A escola fundada por John Maynard Keynes na Grande Depressão: a demanda agregada comanda o curto prazo, economias podem se equilibrar com desemprego em massa, e cabe à política econômica, gasto público, impostos, juros, estabilizar o ciclo que o mercado, sozinho, pode não corrigir a tempo ("no longo prazo, estaremos todos mortos").
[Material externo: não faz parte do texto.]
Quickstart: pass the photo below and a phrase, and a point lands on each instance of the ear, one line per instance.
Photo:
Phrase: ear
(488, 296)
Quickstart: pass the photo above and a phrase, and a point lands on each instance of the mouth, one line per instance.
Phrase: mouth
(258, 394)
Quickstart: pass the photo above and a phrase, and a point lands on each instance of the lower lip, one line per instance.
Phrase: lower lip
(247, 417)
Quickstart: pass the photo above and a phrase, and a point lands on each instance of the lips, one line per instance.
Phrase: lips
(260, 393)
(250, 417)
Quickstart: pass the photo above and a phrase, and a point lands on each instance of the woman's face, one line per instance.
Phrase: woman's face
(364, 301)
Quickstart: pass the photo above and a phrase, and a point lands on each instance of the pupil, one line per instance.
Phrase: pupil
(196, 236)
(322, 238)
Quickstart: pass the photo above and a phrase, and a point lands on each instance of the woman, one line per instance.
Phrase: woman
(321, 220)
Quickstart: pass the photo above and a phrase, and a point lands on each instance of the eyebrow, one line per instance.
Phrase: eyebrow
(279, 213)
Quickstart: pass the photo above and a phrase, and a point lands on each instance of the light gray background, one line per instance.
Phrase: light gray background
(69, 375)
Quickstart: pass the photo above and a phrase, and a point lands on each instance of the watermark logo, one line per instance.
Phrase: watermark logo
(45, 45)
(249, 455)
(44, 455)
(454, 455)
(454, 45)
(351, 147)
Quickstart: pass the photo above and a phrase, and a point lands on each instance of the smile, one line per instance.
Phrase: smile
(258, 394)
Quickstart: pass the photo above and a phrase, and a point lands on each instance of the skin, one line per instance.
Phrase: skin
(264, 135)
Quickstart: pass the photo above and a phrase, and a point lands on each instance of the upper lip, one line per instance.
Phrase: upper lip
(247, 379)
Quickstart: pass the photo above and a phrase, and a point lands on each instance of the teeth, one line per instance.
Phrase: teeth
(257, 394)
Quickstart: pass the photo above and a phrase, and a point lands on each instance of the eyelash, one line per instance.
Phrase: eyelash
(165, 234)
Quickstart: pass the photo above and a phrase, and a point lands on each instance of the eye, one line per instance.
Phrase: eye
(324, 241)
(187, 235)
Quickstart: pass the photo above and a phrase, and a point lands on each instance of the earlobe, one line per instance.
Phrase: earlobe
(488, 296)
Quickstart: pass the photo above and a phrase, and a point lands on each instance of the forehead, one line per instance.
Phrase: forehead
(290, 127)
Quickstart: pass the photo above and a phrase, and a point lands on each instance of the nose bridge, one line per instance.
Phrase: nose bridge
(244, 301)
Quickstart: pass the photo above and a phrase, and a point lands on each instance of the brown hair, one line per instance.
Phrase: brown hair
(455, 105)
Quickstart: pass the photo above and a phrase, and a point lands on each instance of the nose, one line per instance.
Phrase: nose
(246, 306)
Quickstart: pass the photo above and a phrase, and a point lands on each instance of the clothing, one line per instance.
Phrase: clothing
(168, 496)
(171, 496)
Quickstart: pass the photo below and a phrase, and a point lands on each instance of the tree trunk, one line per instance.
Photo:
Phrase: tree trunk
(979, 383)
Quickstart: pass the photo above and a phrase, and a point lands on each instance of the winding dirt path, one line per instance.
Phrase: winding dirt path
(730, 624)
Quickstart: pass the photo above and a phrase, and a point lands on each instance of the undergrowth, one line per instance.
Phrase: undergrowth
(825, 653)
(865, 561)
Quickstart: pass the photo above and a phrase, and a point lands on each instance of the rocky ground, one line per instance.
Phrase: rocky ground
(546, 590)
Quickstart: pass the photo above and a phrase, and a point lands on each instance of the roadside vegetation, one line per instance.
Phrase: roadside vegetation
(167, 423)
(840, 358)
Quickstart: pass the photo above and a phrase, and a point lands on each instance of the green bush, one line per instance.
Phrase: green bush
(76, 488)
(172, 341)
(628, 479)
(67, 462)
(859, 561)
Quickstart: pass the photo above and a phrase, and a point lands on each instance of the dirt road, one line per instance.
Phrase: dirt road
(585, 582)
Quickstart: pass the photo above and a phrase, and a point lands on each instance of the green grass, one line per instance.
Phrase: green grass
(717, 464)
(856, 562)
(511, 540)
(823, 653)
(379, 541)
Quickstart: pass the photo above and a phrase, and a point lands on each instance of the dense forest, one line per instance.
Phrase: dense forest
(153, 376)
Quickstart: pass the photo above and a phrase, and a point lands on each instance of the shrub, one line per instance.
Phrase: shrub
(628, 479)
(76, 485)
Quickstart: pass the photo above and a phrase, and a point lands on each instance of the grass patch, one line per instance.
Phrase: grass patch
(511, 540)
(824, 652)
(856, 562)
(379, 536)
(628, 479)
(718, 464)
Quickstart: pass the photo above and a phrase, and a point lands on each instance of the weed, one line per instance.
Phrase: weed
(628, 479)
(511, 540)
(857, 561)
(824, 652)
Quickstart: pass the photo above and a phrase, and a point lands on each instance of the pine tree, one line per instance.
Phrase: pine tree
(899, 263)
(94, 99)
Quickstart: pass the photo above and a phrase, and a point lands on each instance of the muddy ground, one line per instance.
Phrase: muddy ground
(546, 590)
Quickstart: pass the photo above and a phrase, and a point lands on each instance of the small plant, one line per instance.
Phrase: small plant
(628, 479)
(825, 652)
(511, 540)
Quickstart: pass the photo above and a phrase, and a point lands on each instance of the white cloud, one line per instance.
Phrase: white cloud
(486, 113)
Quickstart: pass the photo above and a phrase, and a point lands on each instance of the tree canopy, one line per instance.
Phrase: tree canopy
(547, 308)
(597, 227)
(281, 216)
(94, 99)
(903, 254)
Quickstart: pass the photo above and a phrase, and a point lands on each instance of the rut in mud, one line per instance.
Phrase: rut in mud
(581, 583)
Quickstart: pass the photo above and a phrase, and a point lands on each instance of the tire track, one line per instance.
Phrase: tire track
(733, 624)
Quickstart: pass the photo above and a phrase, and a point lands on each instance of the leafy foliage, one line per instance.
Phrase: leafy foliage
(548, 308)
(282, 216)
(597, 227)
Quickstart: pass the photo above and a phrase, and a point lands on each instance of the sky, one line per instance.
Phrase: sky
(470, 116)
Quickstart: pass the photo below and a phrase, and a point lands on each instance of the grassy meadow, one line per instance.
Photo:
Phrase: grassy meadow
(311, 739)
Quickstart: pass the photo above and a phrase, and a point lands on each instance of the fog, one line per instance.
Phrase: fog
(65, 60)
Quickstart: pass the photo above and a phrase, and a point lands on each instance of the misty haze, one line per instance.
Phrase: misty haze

Moldou o pós-guerra, apanhou na estagflação dos anos 70, e voltou ao centro do palco em 2008 e 2020.

Exemplo Prático

As respostas às crises de 2008 e 2020, estímulo fiscal maciço, juros no chão, transferências diretas, foram keynesianismo aplicado por governos de todas as cores: diante da demanda em colapso, até os críticos da escola executaram o manual dela.

PlatomAI Explica

O keynesianismo é a tese de que o ciclo tem motorista: quando a demanda privada desmaia, o volante público assume, devolvendo-o depois. Sua força é o que explica (depressões, o papel dos estabilizadores); seu calcanhar, o que a política faz com a licença (estímulo é fácil de ligar e difícil de desligar). A leitura madura dispensa a torcida: é uma caixa de ferramentas para um tipo de crise, não uma religião para todos os tempos.